Talking of fine American writers I've just re-read The Great Gatsby.  My daughter, Kate, was going a little stir-crazy on study leave last week so we thought we'd go and see the new film.  Some critics have thought it over the top but as Rachel of Book Snob points out the novel is not exactly subtle!  Of course, seeing the film made me want to re-visit the novel with its fine opening sentence:
In my younger and more vulnerable years my father gave me some advice that I've been turning over in my mind ever since. 'Whenever you feel like criticizing anyone,' he told me, 'just remember that all the people in this world haven't had the advantages you've had.'
Nick Carraway has always been my favourite character in The Great Gatsby and I thought Tobey Maguire played him very well and looked remarkably like a young F Scott Fitzgerald.  I'm also rather fond of Jordan Baker with her 'grey sun-strained eyes.'

What are your favourite American classics?

Sunday 5 May 2013

Harriet Vane


After re-reading Gaudy Night earlier this year I promised myself that I would read more of the wonderful literary detective novels of Dorothy L Sayers.  I'm rather fond of Harriet Vane who features in four of the books - Strong Poison, Have His Carcase, Gaudy Night and Busman's Honeymoon - so I'm starting with those.

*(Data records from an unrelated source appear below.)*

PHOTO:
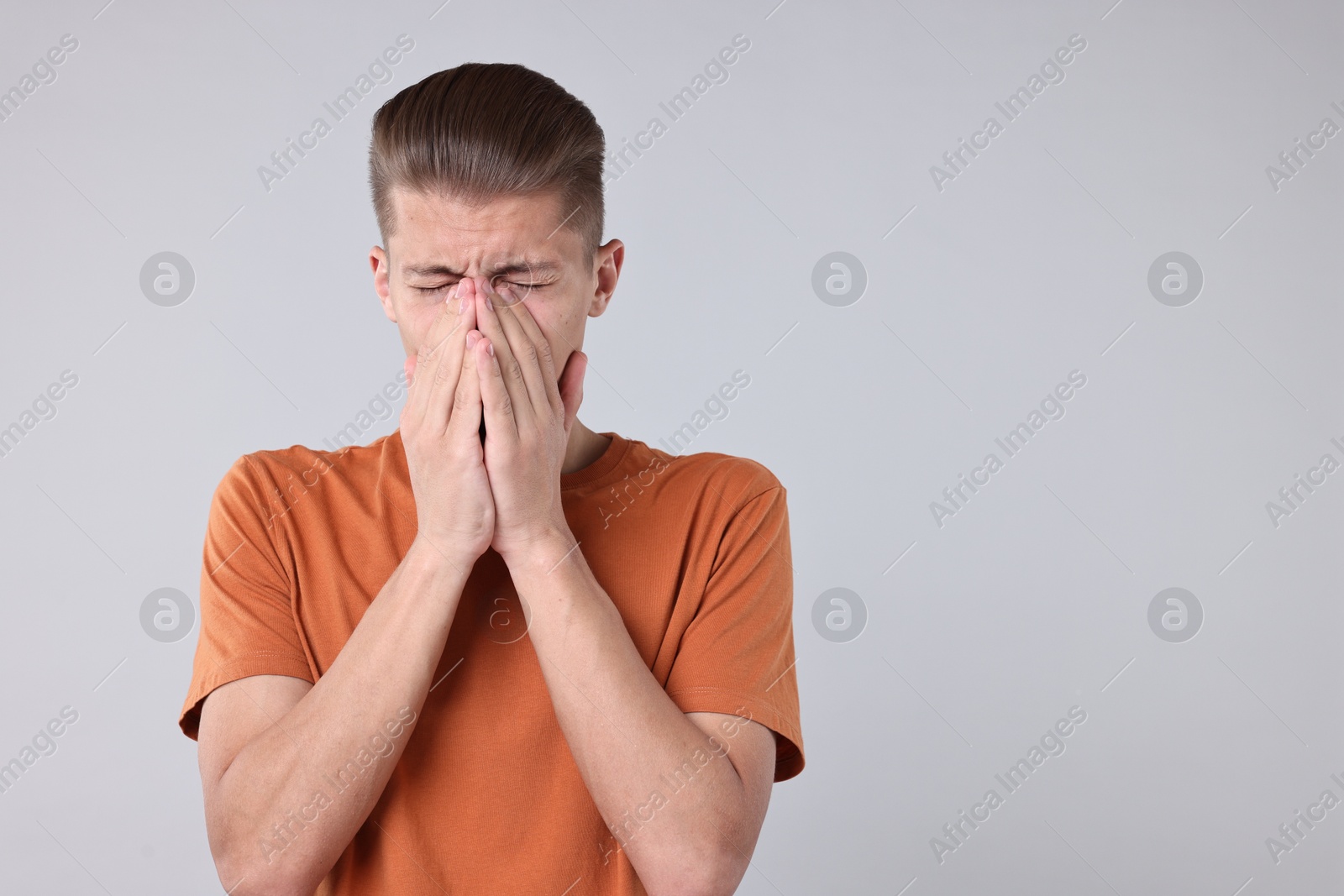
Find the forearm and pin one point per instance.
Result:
(628, 738)
(295, 797)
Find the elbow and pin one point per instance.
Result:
(245, 871)
(712, 875)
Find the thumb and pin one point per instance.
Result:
(571, 385)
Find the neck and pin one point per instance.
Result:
(584, 449)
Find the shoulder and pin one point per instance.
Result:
(279, 476)
(736, 479)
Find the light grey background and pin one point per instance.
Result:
(1032, 264)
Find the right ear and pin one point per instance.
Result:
(380, 264)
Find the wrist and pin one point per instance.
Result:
(440, 558)
(541, 550)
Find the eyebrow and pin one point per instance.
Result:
(514, 266)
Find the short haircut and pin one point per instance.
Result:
(484, 130)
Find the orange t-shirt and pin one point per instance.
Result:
(487, 799)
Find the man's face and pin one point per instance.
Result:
(511, 239)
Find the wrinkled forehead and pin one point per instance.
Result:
(481, 237)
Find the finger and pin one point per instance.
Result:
(429, 356)
(443, 391)
(495, 398)
(526, 351)
(571, 387)
(511, 365)
(465, 419)
(546, 359)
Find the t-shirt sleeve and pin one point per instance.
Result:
(737, 653)
(248, 625)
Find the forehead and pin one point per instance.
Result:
(432, 228)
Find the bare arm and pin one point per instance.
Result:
(685, 794)
(275, 750)
(279, 810)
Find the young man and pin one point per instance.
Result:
(494, 652)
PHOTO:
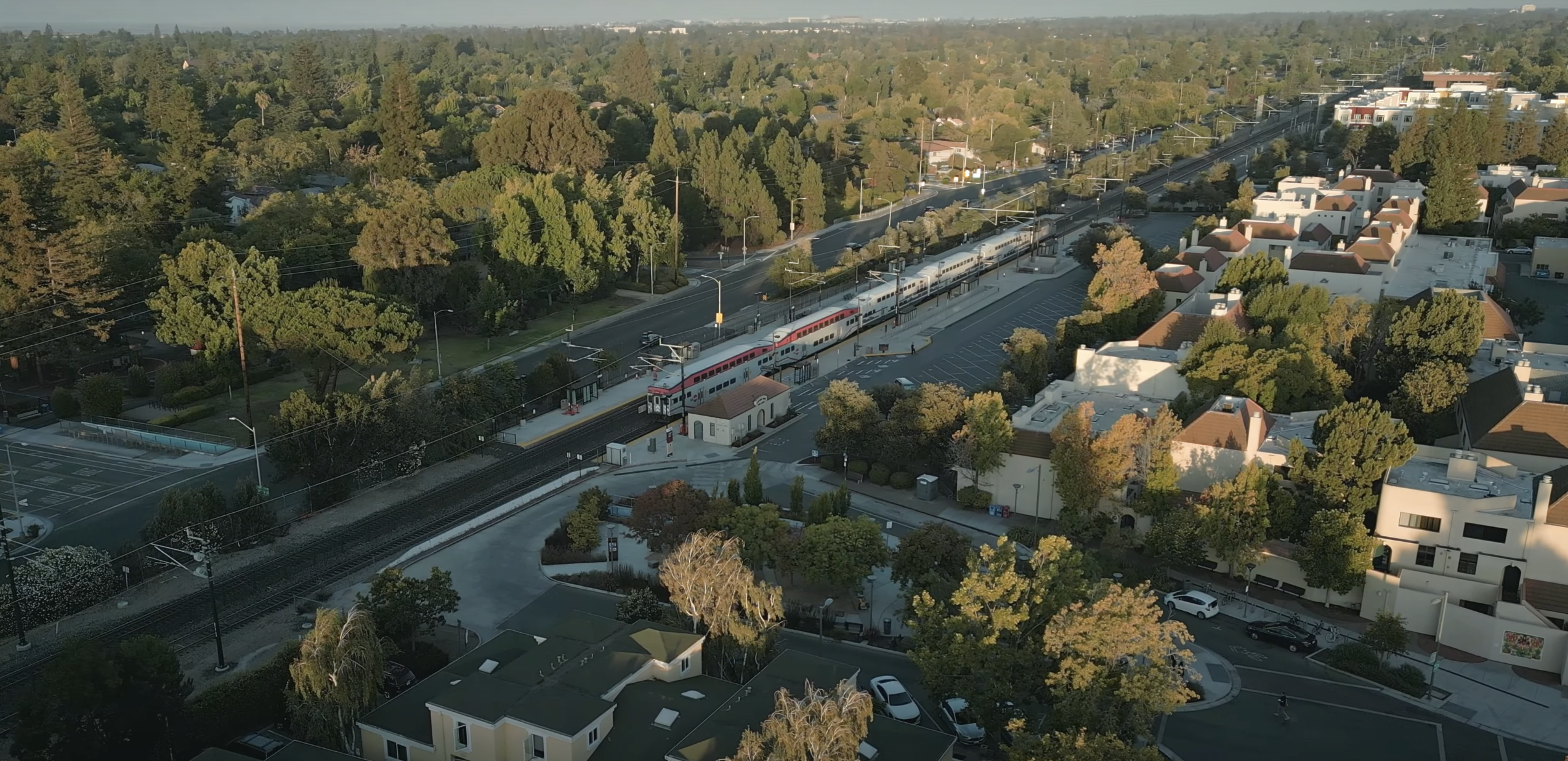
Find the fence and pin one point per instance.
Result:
(148, 437)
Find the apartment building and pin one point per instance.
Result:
(1476, 554)
(1399, 106)
(1524, 198)
(596, 688)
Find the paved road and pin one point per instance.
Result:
(1332, 716)
(692, 310)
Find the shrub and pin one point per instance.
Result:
(974, 498)
(137, 382)
(1024, 536)
(184, 416)
(65, 404)
(243, 703)
(102, 396)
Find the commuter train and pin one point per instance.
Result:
(678, 387)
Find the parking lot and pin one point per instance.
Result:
(1332, 716)
(67, 487)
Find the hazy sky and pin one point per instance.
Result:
(248, 15)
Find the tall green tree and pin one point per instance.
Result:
(841, 551)
(546, 131)
(405, 606)
(632, 74)
(400, 124)
(987, 435)
(1354, 446)
(336, 678)
(104, 702)
(1338, 551)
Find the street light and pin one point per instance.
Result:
(793, 215)
(16, 597)
(16, 496)
(1437, 644)
(438, 339)
(744, 238)
(256, 446)
(719, 316)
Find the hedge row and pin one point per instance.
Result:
(190, 413)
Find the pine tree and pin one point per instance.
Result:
(1412, 145)
(632, 74)
(814, 207)
(1495, 131)
(1524, 135)
(400, 123)
(665, 151)
(1554, 140)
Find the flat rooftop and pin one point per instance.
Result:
(1440, 262)
(1062, 396)
(1434, 476)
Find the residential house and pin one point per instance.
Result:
(1178, 281)
(1027, 464)
(1548, 259)
(1343, 273)
(1219, 441)
(596, 688)
(948, 153)
(1126, 368)
(1517, 416)
(1476, 554)
(737, 413)
(1182, 325)
(1546, 196)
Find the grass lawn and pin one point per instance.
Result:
(458, 352)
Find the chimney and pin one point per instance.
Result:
(1521, 372)
(1543, 498)
(1462, 467)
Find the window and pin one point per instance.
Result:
(1479, 531)
(397, 752)
(1420, 521)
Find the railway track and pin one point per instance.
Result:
(311, 567)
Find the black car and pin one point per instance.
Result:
(1283, 633)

Have His Carcase published in 1932 begins with Harriet on a solitary coastal walking tour.  As an independent young woman who writes detective novels, enjoys her own company and repeatedly turns down marriage proposals from the adorable Lord Peter Wimsey she is a character ahead of her time:
She was twenty-eight years old, dark, slight, with a skin naturally a little sallow, but now tanned to an agreeable biscuit-colour by sun and wind.  Persons of this fortunate complexion are not troubled by midges and sunburn, and Harriet, though not too old to care for her personal appearance was old enough to prefer convenience to outward display:
After finding a cove on the beach to sit down for lunch the hot sunshine sends her to sleep.  Upon waking she walks along the sand and is puzzled by an object on a rock a short way out to sea known as the 'flat iron'.  Upon close inspection it turns out to be a man's body with the blood still wet and the chilling suggestion that perhaps he was murdered while she was asleep.  Harriet is not the kind of woman who runs away screaming, instead she examines the body, tries to calculate the tides and searches for help.

I'm only about 100 pages in but very much enjoying it so far.  Do you have any favourites from the golden age of detective fiction?